Metro

Brooklyn Heights Promenade could be closed for 6 years

The Brooklyn Heights Promenade could be closed for six years under a city plan to repair a ­ ­1¹/₂- mile decrepit stretch of the Brooklyn-Queens Expressway below the popular sightseeing strip.

Transportation officials revealed Thursday that they want to slap a temporary six-lane roadway on top of the promenade, where traffic would be diverted while the BQE is being reconstructed — which would send tens of thousands of vehicles zooming past some of the most expensive real estate in the city.

It would take a year and a half just to build the makeshift thoroughfare.

But officials said this approach would be faster and cheaper than fixing the BQE one lane at a time — because the whole thing can be done at once — and it would send far less traffic into nearby residential streets. The price tag on either plan tops $3 billion.

“We think there is a huge gain by doing the elevated roadway,” Department of Transportation engineer Tanvi Pandya told reporters while presenting the plan.

Those who live along the promenade — famed for its views of lower Manhattan and the Statue of Liberty — aren’t thrilled about having a freeway for a backyard.

“It would be a huge detriment to the neighborhood and it would devalue all of our property,” huffed one woman who lives at Columbia Heights and Pineapple Street but refused to give her name.

“The promenade is one of the things that really brings people here to enjoy it and the view.”

The promenade would have to be rebuilt at the end of the construction — although that would give the city the option of extending it by around 35 feet.

“The promenade itself is 70ish years old,” DOT Commissioner Polly Trottenberg noted.

The alternative is to stagger reconstruction of the BQE one segment at a time, but officials say that would cost hundreds of millions more, take at least two years longer, and divert traffic into local streets.

That approach also would require more overnight and weekend road closures, which could back up traffic for about 12 miles in either direction from the Bronx and Staten Island, they say.

And although both plans are being presented, the transportation honchos made it clear they prefer the elevated roadway.

At least one civic leader seems to be leaning in that direction.

“I think putting tens of thousands, in excess of 100,000 vehicles, in local streets in Brooklyn is simply not a feasible alternative,” Peter Bray, executive director of the Brooklyn Heights Association, told The Post.

“We need emergency responders to have access to our community.
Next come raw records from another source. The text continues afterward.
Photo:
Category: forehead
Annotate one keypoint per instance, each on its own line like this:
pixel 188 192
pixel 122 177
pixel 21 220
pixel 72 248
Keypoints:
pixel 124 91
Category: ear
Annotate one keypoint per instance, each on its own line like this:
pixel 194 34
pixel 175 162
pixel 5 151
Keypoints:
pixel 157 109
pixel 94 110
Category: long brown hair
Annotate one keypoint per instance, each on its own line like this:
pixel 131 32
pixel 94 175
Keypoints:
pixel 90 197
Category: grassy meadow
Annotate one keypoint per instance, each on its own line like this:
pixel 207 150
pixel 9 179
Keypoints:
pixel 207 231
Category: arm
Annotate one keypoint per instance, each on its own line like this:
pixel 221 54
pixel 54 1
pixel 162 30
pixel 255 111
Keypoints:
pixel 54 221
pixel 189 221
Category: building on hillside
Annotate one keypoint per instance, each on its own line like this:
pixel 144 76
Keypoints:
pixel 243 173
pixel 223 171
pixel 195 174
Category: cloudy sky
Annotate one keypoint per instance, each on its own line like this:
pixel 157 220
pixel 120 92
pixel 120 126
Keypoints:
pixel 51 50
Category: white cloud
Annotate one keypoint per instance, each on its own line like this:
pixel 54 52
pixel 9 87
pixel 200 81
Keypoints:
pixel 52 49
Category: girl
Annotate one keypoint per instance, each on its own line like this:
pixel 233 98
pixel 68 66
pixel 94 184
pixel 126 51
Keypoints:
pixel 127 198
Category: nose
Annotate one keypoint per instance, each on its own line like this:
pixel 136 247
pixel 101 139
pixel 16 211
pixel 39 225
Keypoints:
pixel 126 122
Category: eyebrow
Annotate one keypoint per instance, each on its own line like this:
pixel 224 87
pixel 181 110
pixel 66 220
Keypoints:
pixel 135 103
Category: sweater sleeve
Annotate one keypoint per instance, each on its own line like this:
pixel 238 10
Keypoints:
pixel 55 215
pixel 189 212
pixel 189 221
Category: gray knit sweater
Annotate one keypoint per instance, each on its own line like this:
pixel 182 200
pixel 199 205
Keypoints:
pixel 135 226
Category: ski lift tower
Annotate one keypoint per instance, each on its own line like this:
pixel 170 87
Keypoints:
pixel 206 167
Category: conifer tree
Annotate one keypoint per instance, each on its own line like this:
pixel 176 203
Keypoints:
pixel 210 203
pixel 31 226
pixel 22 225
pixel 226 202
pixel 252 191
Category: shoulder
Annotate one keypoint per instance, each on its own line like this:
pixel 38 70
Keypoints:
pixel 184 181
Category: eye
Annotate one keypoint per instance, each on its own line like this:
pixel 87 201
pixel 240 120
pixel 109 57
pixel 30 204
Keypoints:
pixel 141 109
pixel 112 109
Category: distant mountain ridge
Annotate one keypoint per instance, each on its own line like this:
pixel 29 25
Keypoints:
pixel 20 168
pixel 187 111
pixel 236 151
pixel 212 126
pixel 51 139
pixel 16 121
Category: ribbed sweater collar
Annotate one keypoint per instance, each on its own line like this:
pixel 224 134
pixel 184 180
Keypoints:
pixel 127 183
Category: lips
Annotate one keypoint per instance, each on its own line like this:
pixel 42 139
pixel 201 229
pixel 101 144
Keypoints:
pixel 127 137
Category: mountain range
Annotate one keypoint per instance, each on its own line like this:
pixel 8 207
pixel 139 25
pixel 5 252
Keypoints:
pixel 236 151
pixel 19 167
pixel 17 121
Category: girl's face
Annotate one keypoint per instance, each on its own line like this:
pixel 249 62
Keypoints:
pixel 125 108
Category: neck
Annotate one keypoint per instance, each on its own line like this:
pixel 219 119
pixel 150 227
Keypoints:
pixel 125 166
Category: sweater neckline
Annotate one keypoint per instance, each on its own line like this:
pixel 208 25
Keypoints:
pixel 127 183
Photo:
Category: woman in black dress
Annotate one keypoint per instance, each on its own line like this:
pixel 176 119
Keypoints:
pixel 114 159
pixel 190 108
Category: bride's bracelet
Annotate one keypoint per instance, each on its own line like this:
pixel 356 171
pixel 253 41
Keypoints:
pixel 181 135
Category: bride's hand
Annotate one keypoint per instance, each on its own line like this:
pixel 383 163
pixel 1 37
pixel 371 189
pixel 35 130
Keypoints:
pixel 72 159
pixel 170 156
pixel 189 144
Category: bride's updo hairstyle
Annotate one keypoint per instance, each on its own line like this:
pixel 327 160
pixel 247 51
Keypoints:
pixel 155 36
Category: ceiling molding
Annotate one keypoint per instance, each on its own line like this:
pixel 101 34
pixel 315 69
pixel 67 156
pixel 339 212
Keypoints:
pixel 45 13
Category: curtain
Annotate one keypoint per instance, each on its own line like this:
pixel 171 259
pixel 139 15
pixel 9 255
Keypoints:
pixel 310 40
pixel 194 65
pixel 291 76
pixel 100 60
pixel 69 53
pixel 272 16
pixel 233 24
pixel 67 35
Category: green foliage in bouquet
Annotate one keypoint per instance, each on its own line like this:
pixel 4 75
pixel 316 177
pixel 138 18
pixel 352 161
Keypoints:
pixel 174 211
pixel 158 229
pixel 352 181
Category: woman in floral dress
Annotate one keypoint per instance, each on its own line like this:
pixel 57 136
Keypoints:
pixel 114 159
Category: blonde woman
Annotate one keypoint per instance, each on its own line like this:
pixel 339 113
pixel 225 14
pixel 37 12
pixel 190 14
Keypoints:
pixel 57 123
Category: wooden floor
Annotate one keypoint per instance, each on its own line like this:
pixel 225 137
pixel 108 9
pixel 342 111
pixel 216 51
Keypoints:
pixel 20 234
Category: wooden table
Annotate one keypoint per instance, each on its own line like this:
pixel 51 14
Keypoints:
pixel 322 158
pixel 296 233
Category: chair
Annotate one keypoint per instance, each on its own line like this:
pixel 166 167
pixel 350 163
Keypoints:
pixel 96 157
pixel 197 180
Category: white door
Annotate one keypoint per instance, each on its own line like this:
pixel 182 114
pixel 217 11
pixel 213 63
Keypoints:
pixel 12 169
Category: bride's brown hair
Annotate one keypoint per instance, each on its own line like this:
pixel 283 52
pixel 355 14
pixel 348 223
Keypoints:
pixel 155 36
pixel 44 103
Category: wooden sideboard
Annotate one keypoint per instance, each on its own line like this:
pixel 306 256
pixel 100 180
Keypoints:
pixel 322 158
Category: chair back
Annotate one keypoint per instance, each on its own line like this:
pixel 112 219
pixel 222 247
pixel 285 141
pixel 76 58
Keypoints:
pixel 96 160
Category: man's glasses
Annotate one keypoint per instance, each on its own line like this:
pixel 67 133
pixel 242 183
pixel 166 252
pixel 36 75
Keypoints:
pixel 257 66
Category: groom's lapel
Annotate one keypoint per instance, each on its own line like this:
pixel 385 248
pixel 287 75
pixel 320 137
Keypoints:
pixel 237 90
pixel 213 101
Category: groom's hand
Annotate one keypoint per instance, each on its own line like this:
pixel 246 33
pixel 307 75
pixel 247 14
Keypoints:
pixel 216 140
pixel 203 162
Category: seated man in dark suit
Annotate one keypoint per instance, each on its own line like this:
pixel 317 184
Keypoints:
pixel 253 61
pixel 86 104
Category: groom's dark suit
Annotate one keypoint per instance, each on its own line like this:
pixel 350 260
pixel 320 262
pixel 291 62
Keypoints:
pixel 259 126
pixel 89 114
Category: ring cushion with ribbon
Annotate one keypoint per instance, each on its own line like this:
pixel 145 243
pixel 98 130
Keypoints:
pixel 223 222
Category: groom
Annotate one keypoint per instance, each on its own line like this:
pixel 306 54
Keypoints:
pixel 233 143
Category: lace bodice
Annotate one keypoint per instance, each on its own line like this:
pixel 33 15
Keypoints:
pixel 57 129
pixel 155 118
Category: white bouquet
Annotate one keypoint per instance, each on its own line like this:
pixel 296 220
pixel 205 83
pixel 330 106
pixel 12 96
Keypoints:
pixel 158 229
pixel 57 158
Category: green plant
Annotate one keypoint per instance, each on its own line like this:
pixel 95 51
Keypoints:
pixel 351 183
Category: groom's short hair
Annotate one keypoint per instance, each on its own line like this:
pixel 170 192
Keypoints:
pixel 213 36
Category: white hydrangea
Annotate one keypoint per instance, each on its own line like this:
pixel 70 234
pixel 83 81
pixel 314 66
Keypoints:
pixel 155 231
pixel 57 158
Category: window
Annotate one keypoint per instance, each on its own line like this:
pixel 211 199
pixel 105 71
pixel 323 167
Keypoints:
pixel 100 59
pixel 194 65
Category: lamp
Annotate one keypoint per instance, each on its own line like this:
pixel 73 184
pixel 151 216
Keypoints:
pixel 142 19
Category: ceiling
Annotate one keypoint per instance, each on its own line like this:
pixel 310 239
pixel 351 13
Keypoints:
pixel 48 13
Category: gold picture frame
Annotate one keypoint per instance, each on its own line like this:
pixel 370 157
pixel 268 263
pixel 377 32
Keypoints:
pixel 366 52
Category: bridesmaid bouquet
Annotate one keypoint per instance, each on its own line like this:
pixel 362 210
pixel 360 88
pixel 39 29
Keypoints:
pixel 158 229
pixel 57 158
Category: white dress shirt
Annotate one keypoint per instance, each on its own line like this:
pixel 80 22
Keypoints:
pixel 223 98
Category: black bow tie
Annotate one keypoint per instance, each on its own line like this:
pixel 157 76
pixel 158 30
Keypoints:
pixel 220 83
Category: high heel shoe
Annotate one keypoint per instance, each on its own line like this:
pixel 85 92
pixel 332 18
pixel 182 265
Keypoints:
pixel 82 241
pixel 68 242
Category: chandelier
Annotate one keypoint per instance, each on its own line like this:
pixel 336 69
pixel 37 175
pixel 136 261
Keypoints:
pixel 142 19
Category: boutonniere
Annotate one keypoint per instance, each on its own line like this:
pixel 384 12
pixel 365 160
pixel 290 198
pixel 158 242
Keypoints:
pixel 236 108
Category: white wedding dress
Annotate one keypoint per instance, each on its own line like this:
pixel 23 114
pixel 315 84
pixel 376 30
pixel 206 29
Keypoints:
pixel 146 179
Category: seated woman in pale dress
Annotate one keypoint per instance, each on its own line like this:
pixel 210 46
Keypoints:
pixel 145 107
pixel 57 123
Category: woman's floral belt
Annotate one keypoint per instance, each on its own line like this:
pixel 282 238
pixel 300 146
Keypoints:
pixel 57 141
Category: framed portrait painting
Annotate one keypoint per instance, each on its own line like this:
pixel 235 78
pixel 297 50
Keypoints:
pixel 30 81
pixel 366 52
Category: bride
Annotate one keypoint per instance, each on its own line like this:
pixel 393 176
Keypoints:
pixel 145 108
We need to keep our businesses functioning . . . this is a very difficult trade-off that the community is going to have to make in some fashion.”
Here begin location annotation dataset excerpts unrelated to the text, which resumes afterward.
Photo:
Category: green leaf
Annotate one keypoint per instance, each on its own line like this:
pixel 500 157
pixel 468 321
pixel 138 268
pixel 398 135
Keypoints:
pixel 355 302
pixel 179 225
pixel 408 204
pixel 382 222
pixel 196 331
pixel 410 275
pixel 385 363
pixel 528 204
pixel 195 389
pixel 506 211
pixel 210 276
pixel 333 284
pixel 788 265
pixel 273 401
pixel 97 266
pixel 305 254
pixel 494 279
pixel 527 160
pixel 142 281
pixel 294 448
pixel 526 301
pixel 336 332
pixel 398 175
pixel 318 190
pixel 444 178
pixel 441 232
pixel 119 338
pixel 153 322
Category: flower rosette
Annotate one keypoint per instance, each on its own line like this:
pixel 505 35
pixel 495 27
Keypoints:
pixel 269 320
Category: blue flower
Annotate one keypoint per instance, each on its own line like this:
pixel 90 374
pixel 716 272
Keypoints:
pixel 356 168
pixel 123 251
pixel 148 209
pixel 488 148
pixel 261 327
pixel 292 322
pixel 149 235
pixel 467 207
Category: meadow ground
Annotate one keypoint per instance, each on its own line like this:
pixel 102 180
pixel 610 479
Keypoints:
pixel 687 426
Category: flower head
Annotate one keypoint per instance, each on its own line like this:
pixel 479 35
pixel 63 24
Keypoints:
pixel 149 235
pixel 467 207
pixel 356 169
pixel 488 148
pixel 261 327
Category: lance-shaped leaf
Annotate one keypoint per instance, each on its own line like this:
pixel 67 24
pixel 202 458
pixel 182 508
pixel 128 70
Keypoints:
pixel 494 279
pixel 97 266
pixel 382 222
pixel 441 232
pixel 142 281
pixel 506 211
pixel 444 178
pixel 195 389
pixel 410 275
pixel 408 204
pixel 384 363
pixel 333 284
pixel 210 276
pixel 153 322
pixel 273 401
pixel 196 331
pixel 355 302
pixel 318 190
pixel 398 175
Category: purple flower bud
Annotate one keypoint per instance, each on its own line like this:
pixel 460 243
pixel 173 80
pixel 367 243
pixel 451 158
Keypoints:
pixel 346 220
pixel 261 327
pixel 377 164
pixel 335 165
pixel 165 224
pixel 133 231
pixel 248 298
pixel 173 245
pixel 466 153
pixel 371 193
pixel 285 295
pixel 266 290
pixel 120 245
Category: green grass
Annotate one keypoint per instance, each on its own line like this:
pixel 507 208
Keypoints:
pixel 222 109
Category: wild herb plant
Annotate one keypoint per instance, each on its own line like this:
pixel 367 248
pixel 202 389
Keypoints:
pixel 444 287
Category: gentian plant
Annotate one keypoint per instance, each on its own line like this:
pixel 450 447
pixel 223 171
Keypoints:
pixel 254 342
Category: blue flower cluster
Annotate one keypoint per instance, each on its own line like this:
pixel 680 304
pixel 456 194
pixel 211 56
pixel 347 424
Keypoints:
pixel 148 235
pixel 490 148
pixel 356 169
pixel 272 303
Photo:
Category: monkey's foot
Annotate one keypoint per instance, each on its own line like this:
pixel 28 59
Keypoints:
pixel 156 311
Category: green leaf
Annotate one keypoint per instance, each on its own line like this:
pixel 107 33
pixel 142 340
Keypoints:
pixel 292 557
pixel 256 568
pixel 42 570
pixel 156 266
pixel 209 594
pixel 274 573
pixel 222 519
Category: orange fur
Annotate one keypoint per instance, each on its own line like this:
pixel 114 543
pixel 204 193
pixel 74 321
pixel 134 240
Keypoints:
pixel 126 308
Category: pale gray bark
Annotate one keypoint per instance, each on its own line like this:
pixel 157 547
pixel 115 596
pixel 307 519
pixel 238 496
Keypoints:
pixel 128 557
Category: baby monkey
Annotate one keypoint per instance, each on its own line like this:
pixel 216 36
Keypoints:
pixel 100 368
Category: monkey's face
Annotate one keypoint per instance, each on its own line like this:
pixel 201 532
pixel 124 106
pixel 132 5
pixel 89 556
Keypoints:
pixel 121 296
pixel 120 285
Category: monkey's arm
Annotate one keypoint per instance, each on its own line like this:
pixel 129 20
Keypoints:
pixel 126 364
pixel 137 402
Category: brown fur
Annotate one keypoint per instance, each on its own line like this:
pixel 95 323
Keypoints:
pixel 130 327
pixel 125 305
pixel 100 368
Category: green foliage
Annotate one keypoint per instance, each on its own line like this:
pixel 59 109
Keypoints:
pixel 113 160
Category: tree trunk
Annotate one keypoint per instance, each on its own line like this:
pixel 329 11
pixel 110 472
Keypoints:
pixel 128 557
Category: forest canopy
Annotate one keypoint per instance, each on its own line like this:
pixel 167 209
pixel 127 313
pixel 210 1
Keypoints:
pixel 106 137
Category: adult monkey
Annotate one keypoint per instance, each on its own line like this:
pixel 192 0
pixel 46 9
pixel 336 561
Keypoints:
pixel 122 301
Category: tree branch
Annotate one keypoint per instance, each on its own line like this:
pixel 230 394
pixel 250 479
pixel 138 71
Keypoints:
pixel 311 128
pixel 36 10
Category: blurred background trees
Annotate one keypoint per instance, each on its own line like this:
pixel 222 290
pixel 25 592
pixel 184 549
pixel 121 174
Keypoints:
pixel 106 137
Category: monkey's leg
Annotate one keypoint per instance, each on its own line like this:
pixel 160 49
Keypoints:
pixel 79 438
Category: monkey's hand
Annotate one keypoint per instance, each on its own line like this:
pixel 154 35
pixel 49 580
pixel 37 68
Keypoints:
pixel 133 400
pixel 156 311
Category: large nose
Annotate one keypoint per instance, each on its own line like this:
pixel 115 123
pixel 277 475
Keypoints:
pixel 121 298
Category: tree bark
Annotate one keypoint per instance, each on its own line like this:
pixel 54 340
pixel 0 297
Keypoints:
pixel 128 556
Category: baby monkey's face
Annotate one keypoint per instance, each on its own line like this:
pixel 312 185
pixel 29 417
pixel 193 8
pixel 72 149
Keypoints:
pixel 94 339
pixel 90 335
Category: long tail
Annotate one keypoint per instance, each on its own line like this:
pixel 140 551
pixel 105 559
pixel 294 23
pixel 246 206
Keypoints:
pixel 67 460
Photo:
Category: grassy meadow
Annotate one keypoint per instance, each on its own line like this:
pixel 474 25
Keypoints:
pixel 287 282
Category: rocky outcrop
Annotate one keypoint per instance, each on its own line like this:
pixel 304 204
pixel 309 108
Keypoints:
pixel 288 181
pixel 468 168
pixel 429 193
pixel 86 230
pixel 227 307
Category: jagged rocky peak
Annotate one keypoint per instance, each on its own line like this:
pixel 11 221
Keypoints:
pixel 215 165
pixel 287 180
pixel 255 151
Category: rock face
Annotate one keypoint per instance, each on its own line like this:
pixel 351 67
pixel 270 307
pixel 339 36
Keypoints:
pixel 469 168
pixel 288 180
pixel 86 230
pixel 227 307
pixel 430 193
Other Heights residents say both options stink.

“Maybe diverting [traffic] through the neighborhood is better, but it’s like picking the worst of two bad things,” said Kim Wellington. “The promenade is just such a point of communication — it’s our little piece of outdoors.”

The work is slated to kick off in 2020 or 2021 and wrap up by 2026 if the temporary roadway is built — or at least 2028 if the expressway is repaired in segments.

The city will present the plans at a public meeting on Sept. 27.